If the heart is competing for space with the lungs, it’s going to have problems.
Fortunately this rarely happens because the lungs can expand downward with the movement of the diaphragm muscle. The diaphragm moves with the expansion of the belly, the expansion of the lower back, and the expansion of the diaphragm-like structure on the floor of the pelvis. If the gates of the legs are open the experience of breathing will continue down into the feet.
Likewise if the lower back expands, the upper back will follow it, expanding the ribs out to the sides and, if the gates of the arms are open, the experience of breathing will continue out into the arms from the back. It will also travel up the back of the neck over the top of the head.
This is a simple description of health. It is an anatomical description of what is called “pre-natal breathing.” It is probably what happens during sleep, and during rejuvenate rest. It is also a common base practice for most types of qigong. It is a description of the dynamic structural alignment which gives the heart the largest possible space to live in. [It is not a description of neidan (elixir) practice. It is not a power gathering method. It is not some cosmic sexual orbit.]
The rib cage can expand and condense quite a lot. If the abdominal muscles are constricted the expansion of the lower back and pelvic floor will be restricted too, and the gates to the legs will surely be closed during activity. The body easily makes up for this by lifting the front of the rib cage. This works fine, it will create plenty of space for the heart and lungs to operate optimally. However, it will create some compression between the shoulder blades where the ribs insert into the spine.

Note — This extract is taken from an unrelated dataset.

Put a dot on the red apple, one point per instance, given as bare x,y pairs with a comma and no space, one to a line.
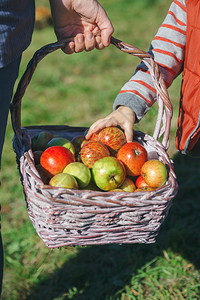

The rib cage is structured such that the largest expansion happens by lifting the ribs out to the sides, expanding under the armpits, which also expands the upper back. The full expansion of the rib cage creates some expansion in the chest as well but not lifting.
Exercises which tighten the abdominal muscles, or the space between the shoulder blades don’t seem to cause any short term problems. However, over the long term if other factors like stiffness in the chest, spine degeneration, or pour circulation appear--these sorts of exercises will simply give the heart less room. And that is a serious problem.
The space between the shoulder blades should be loose and lively. Feel the skin between a cat’s shoulder blades and you’ll see what I mean. The area behind the heart should be loose-- tiger skin loose.
Update: I've been looking around google images for a normal CT scan of the abdomin and you wouldn't believe how many images of really messed up people they have up there. Yikes.